- Hooks-Moore Store
- U.S. National Register of Historic Places
- Location: NM 61 and Forest Rt. 73, Mimbres, New Mexico
- Coordinates: 32°51′19″N 107°59′02″W﻿ / ﻿32.85528°N 107.98389°W
- Area: less than one acre
- Built: 1922
- MPS: Mimbres Valley MRA
- NRHP reference No.: 88000490
- Added to NRHP: May 16, 1988

= Hooks-Moore Store =

The Hooks-Moore Store, at the southwest corner of the junction of NM 61 and Forest Rt. 73 in Mimbres, New Mexico, was built before and during 1922. It was listed on the National Register of Historic Places in 1922.
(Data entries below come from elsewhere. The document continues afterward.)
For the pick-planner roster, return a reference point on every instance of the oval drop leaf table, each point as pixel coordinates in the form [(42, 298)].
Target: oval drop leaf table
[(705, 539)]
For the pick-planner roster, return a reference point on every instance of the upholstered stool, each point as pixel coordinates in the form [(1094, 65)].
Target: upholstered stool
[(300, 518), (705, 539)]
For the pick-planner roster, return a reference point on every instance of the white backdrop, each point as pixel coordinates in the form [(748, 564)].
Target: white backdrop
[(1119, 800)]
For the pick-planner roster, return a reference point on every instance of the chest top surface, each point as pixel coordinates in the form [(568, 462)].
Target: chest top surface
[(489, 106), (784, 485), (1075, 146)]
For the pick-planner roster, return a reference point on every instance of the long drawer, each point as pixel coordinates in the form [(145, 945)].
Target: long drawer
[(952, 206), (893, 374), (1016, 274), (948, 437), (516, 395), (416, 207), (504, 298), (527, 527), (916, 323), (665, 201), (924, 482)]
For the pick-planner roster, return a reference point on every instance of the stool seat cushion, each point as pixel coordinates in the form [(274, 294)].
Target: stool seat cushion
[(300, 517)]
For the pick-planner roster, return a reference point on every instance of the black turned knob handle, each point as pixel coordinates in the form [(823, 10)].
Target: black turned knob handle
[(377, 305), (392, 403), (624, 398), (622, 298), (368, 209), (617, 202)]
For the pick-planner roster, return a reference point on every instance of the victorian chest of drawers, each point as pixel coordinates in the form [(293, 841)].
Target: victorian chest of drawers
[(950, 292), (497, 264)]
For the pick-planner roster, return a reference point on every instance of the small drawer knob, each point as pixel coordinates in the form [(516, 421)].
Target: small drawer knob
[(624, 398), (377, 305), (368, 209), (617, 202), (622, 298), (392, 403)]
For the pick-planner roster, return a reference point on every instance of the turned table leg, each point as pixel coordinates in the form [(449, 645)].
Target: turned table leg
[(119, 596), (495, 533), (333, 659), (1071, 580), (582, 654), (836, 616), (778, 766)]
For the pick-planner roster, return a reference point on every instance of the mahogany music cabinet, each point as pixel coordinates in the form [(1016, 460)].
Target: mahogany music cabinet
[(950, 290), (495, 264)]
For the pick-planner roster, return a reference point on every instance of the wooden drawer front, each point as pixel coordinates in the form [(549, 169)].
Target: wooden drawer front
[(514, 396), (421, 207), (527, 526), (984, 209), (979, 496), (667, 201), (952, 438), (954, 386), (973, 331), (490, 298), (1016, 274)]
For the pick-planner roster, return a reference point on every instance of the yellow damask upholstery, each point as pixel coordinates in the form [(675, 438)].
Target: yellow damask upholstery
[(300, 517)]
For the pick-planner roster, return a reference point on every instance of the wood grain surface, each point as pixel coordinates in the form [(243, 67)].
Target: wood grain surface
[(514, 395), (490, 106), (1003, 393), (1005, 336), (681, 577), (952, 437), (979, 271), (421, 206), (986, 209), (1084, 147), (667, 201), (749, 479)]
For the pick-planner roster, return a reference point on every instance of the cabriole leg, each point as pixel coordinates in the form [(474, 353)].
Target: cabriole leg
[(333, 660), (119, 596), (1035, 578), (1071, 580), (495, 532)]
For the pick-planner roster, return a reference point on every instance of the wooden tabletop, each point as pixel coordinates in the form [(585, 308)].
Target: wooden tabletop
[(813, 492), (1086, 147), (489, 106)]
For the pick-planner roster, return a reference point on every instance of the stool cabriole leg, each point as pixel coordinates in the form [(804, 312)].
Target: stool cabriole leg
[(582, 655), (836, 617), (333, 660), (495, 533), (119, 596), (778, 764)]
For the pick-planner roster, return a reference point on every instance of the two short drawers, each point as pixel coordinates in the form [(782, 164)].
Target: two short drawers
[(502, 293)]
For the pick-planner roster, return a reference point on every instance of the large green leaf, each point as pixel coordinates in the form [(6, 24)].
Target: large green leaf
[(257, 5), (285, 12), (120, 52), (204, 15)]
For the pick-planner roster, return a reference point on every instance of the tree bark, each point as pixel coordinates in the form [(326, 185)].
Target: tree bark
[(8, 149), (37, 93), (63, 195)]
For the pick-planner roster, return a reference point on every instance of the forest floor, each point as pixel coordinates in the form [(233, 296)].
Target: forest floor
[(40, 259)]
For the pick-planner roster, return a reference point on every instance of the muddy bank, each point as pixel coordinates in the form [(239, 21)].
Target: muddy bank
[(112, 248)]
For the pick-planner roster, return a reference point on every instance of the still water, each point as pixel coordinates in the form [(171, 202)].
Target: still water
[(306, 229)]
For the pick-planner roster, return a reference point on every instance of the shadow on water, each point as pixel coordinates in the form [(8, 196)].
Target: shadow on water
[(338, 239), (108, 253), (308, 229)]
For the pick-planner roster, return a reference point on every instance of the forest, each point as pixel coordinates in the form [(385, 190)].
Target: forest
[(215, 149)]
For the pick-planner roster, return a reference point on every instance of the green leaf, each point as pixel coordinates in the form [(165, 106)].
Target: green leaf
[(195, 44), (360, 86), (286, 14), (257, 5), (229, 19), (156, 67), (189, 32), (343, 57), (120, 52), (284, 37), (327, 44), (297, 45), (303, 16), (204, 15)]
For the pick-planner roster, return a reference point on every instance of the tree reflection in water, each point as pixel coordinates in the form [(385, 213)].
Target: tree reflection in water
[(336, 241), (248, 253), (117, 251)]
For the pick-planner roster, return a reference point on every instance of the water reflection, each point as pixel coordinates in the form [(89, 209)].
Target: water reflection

It is a wood frame and clapboard building with corrugated metal gables. The listing included a second contributing building: an unstuccoed adobe outbuilding with a corrugated metal hipped roof, and with a shed-roofed board-and-batten addition.

In 1988 it was deemed significant as the only surviving historic wood-frame structure in the Mimbres Valley, and as one of few unaltered historic buildings in the village of Mimbres, and as "a good representative of the commercial importance of Mimbres in the upper Mimbres valley". Part of the building, the residential portion now at the back, was built before 1922 in a location across the road by Raul Spulveda. J.J. Hooks purchased that in 1922 and moved it to the current location, and further added the front parts, including a false-fronted section. In 1988, it had not further been altered. The false-fronted front portion served as the Mimbres post office. The left portion served as a store run by Hooks and later by Walter Moore.

It was listed on the National Register as part of a 1988 study of historic resources in the Mimbres Valley of Grant County.